What’s the (cashless) world coming to?
Some signs of aging are very obvious and very expected. Knees that ache. Hair that disappears. Names that you can’t quite recall. Pounds that you can’t wish or walk away.
But what in the world are we oldies going to do about the latest in retailing?
Cash not accepted.
I smacked face first into this utterly 21st-century trend the other day when I popped into a local coffee place for my third cup of the day.
I have made an uneasy peace with the damage that baristas have done to our language. No longer can I get my customary “small cup of black coffee.” Oh, no. Their smallest cup is called “tall.” I have given up trying to understand.

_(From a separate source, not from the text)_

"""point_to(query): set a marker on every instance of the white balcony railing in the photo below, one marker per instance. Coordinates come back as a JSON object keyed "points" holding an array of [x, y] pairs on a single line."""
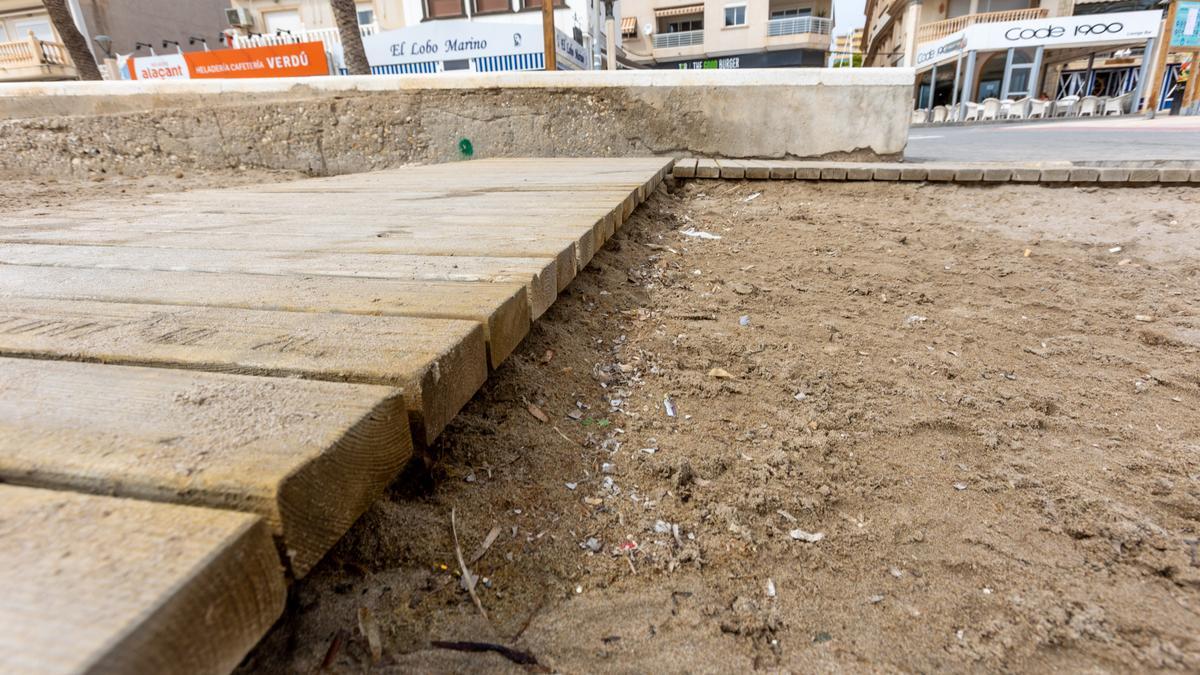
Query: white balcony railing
{"points": [[682, 39], [798, 25]]}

And I have gotten more and more annoyed by the cultishness that now surrounds my simple, well-rehearsed request.
I don’t care whether the coffee beans were grown in Chile or Kenya. I don’t care if the barista leaves room for cream. I don’t want my coffee fancified into a latte or a cappuccino.
I. Just. Want. A. Small. Cup. Of. Black. Coffee. Please.
But these struggles pale in the face of what I encountered in my search for Cup Three. As I held a five-dollar bill out to the barista, she acted as if I’d flashed some sort of rabid rodent instead.
“Oh, no, sir, we don’t accept cash,” she said.
“Really?” I asked.
“Really,” she said.
“And what if I don’t have a credit card?”
“Then, sir, I won’t be able to help you.”
“And how about the language right here on this five-dollar bill? Legal tender for all debts, public and private?”
“I’m sorry, sir.”
I fished out a credit card with a sigh, and was soon sipping to my gullet’s content. But I kept returning mentally to that ever-so-old saw. The one about how the customer is always right.
Has that, too, gone the way of the Edsel and “American Bandstand?”
I asked to see the manager. He bounded brightly up to my table. I explained what had happened. He apologized (nice), and proceeded to make excuses (less nice).
Cash is hard to handle, he said. Baristas often make mistakes when giving change. And some baristas “skim.” That’s a 21st- century word for “steal.”
There’s also the risk of holdups, the manager said. But not at this store. If a robber enters this place, the first thing he or she will see is a sign that says NO CASH ON PREMISES. If similar signs work on buses and delivery trucks — and they do — why not at a coffee place?
I was ready with my counter-arguments.
“Don’t you realize that baristas can skim credit cards, too?” The manager said he did know that. But it happens very rarely, he told me.
“Don’t you realize that repeat business is the name of the game, and you’ve just run the risk of my never coming back here?” The manager said he sincerely hoped I’d be back, but he couldn’t bend or break the policy.
“And don’t you realize that accepting cash is better for your bottom line? It goes right into your bank account at the end of each day. Credit card sales don’t get posted for at least two days.”
The manager replied, lamely, that this was just one of the costs of doing business. Of course, he didn’t mention that the cost got passed on to me and every other coffee addict.
I would never try to blur the danger of robberies or internal thefts.
And I’m sorry if I was (choose at least one) rude, annoying or high-handed to that barista. She didn’t create the policy. She was only doing what she was told.
But, gosh, I so clearly remember saving my allowance when I was 8 years old so I could buy a candy bar for a dime. And raiding my piggy bank for enough change to buy a pack of baseball cards. And treating my little brother to an ice cream with a shiny quarter when he wasn’t being obnoxious (very rare).
There was no such thing as a credit card in those days, much less some fancy machine that swiped it. And the world spun on its axis just fine.
I think I must be getting old.
Or I need another coffee.
Or both.
Bob Levey is a national award-winning columnist.